Magpiety concludes with selections from The Marsh Poems. Her broken line is mended; poems composed of four to sixteen couplets may end with rhyme, or not. The language feels more relaxed, though the torsion of struggle remains. In “Gambits,” words that enter Green’s body as “gold chessman/carved of flame” shape-shift into an uncontrollable “burst of wings, fins, talons, eyeteeth, beaks;” in “Foundering,” she’s trying “to decline language onto canvas blank as tidal flats.” There are signs of spiritual battle here as well.
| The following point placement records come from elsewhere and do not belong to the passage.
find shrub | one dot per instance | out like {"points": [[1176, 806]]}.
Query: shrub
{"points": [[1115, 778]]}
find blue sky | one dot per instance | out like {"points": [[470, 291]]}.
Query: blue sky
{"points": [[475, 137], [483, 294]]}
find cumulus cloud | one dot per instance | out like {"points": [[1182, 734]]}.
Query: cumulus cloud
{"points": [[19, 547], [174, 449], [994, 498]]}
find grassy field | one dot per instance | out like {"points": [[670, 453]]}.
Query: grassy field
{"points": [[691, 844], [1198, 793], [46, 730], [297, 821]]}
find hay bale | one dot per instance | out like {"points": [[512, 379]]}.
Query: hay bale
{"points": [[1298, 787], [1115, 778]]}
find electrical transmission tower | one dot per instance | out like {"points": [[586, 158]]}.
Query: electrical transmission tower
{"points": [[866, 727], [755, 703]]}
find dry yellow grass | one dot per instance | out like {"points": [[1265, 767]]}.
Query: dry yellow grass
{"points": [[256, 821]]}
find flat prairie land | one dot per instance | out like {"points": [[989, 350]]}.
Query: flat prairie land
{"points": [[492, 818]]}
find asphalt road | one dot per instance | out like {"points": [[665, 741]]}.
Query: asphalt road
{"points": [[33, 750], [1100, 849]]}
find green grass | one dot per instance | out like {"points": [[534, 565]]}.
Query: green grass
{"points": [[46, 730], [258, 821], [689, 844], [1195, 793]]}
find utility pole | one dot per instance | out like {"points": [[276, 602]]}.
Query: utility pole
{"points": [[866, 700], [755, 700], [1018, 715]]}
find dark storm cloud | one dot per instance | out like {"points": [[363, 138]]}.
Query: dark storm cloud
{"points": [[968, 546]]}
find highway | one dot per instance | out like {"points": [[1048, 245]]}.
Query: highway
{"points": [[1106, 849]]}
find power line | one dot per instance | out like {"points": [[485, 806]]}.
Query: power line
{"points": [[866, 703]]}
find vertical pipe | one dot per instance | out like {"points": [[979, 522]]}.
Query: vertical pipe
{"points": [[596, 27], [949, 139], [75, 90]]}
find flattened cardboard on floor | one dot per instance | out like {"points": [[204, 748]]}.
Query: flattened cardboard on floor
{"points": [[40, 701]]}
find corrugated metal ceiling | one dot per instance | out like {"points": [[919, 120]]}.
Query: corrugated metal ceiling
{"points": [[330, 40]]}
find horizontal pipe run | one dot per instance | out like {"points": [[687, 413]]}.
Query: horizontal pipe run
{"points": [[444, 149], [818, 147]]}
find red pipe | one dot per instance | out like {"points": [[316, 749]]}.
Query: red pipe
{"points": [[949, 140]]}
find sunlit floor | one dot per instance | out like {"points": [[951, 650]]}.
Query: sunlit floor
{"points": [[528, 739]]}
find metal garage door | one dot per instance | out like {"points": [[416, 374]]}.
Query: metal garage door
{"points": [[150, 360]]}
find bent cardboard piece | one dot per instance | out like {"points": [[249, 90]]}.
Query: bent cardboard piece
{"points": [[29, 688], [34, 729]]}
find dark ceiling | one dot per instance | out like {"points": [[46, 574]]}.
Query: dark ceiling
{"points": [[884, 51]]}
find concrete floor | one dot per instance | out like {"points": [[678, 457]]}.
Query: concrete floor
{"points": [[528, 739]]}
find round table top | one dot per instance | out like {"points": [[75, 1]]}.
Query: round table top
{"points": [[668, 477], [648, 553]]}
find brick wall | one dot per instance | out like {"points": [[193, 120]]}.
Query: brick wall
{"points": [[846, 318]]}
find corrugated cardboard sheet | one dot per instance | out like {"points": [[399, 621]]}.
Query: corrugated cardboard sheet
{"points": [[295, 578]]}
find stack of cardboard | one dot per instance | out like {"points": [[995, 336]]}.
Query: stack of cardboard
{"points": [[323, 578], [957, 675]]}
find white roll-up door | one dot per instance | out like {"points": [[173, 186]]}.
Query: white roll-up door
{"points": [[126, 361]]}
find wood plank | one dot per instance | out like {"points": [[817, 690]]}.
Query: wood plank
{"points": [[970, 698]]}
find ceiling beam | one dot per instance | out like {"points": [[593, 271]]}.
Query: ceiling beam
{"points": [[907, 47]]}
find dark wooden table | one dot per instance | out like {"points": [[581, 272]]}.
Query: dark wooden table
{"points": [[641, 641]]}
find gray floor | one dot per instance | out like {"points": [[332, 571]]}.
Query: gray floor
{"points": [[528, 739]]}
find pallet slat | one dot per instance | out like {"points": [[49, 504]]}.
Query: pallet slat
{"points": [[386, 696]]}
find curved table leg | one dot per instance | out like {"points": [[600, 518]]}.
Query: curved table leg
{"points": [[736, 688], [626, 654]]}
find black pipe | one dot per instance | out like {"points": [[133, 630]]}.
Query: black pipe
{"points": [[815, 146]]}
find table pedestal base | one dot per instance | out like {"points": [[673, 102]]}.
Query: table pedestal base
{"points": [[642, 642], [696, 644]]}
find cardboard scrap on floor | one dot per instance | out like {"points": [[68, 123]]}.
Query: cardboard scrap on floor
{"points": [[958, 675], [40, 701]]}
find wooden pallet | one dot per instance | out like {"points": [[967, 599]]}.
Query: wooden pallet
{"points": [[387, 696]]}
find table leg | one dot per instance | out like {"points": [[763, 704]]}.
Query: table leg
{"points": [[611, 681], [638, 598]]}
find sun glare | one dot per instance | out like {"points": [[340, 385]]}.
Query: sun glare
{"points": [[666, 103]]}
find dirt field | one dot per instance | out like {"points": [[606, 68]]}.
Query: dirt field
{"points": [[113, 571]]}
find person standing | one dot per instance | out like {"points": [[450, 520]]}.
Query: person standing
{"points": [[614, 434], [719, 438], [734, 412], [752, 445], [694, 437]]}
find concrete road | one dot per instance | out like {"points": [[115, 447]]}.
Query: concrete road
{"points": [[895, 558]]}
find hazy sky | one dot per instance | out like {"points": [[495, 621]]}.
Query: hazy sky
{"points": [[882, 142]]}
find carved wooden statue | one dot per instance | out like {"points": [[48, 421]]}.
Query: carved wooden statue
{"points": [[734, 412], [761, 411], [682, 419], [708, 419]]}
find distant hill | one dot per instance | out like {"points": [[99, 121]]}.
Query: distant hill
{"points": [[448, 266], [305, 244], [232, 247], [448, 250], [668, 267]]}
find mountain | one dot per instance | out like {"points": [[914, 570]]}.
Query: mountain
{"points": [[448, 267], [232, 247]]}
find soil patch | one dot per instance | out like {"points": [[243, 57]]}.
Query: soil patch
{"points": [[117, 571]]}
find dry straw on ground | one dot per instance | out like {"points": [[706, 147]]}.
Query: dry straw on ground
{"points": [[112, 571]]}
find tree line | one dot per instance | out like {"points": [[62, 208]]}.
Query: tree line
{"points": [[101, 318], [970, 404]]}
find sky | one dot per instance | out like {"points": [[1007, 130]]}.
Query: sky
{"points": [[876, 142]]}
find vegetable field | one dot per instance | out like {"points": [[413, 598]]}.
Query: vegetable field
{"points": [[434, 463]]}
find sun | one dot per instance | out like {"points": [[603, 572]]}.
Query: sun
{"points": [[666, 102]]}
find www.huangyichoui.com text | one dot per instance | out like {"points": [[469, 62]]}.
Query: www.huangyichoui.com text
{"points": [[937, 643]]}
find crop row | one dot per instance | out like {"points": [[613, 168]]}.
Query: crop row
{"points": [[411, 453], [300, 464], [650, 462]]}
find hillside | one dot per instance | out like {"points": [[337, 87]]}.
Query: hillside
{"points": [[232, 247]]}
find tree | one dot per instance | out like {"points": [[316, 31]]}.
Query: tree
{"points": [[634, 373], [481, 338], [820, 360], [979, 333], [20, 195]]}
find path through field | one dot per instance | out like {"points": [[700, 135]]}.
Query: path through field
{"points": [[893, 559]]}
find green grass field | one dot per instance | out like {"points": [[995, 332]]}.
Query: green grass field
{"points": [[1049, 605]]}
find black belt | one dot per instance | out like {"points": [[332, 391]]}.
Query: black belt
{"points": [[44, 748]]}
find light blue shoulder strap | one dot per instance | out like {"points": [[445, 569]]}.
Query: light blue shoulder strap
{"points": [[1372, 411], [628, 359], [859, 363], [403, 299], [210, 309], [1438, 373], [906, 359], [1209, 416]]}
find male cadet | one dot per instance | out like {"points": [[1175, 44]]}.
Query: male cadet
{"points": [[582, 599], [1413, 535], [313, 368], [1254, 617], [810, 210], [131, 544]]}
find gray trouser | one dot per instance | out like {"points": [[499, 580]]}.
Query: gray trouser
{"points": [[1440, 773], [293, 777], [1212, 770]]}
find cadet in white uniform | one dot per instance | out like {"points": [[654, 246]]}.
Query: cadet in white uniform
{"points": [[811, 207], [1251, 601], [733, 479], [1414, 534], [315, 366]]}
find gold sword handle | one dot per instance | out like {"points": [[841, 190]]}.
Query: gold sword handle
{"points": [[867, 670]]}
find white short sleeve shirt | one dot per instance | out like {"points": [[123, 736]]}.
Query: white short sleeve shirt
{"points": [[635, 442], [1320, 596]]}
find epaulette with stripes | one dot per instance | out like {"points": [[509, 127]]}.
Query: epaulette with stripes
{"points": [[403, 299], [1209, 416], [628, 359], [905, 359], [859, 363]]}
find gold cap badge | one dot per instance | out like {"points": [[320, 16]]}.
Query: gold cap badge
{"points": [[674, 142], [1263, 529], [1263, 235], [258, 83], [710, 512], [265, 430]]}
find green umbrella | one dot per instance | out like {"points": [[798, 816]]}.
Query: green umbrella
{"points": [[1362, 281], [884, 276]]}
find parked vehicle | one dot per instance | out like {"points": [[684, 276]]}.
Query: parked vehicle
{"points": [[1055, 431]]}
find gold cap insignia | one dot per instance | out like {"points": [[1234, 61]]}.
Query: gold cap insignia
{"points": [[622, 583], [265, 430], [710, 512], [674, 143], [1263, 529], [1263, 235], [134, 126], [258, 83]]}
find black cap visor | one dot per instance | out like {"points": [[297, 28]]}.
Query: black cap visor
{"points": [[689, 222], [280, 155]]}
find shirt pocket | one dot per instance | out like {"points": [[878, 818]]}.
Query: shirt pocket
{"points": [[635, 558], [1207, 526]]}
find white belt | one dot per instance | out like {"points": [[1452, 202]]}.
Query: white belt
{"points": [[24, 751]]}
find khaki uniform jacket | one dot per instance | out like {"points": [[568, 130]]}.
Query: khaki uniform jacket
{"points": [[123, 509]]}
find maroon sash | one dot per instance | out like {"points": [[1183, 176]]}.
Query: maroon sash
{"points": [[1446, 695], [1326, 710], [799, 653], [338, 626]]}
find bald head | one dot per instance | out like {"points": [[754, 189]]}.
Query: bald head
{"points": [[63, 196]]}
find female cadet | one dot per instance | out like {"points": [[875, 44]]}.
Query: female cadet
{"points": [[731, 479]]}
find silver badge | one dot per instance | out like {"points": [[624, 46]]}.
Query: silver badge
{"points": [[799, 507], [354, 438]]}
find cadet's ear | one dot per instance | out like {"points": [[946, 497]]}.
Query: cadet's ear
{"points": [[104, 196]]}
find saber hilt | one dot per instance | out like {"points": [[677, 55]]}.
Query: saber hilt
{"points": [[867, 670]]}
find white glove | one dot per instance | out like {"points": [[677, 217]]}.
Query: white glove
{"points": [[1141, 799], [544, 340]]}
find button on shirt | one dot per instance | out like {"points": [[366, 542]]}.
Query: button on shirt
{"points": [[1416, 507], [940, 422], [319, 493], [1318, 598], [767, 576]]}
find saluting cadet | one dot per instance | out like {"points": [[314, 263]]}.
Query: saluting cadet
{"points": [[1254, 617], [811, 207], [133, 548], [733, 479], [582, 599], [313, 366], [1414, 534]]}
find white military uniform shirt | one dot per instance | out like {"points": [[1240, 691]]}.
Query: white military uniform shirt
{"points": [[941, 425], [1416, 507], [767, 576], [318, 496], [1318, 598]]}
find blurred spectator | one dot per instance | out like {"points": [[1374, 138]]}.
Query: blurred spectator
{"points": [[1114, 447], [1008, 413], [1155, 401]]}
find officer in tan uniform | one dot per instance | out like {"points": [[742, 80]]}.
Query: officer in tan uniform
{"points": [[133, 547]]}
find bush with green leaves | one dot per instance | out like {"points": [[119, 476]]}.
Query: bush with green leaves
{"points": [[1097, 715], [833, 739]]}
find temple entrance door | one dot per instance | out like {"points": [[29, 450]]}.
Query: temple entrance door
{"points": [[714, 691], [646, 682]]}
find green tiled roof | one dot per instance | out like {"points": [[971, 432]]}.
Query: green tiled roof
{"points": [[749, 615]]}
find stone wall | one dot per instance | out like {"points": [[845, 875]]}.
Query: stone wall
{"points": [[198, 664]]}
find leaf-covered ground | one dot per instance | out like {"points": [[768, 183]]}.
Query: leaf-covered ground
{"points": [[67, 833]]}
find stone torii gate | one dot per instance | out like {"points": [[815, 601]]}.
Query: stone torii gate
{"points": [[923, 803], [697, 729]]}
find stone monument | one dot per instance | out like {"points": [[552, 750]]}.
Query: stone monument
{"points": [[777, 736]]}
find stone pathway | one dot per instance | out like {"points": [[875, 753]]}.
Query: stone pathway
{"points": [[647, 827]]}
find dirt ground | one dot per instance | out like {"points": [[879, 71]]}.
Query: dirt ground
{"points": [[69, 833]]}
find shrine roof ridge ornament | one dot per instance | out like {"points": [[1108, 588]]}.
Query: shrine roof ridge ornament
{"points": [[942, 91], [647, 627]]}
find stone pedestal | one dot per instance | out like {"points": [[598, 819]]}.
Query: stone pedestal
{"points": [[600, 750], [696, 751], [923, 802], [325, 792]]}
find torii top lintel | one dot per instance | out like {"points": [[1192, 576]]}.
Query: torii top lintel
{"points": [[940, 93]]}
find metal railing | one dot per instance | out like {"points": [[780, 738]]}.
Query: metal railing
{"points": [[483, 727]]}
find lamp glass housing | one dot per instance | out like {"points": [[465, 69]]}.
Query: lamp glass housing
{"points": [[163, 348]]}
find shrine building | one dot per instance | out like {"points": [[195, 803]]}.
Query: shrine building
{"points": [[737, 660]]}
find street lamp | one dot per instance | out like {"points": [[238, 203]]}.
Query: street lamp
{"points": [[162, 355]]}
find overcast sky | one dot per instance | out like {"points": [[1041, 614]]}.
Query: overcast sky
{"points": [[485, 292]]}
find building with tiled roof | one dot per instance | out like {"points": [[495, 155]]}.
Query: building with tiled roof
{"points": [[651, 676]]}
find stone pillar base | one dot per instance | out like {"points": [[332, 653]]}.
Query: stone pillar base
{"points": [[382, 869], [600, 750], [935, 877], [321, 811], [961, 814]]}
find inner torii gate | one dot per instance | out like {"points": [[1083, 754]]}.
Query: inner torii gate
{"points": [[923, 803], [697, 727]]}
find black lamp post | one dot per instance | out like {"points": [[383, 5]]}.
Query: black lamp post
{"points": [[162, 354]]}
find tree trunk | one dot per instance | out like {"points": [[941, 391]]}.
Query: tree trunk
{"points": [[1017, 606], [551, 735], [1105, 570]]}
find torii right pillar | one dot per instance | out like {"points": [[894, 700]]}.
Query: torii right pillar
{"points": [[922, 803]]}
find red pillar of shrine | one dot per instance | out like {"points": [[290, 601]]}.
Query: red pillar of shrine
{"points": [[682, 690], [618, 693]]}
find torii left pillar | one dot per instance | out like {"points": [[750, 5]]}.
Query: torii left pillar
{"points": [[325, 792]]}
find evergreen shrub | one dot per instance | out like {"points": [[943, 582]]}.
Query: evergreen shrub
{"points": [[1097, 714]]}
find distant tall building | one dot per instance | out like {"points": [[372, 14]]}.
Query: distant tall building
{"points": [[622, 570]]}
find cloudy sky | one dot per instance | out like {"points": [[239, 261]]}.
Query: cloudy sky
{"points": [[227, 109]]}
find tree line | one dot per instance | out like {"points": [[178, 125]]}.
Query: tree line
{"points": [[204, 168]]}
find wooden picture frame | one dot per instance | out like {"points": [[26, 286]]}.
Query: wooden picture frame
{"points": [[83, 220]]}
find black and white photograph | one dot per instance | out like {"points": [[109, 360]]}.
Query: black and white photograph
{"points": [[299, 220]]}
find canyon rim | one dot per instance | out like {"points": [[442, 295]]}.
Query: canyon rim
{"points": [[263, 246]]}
In “At the Marsh,” heat after rain touches Green as “a radiant benediction.” In “Christmarium,” the prayer “Mea culpa” immediately follows, “I’ve forgotten all the prayers I ever knew.” The face of the Virgin on “Madonna Hill” seems scarred with grief and “deeply suffused with love,” but Green questions whether “her gaze ever find those shredded curtains like ghostly sails/Luffing in the… crumbling Seaman’s Mission?” Doubt may suffuse the writer’s will to believe, but there’s no doubt that Melissa Green is back after having been “awhile away.”

 

I’m guessing the book’s title alludes to Czeslaw Milosz’s poem, with its definition of “a magpie heart…a flight/ that always renews just when coming down.” Such definition also applies to small presses and journals that keep poetry buoyant—Agni, posting a section of “The Squanicook Eclogues” on its website in 2008; Pen and Anvil Press, which reprinted all of Squanicook and published a chapbook of poems from Daphne In Mourning; and of course Arrowsmith Books for Fifty-Two and now Magpiety. Blessed be.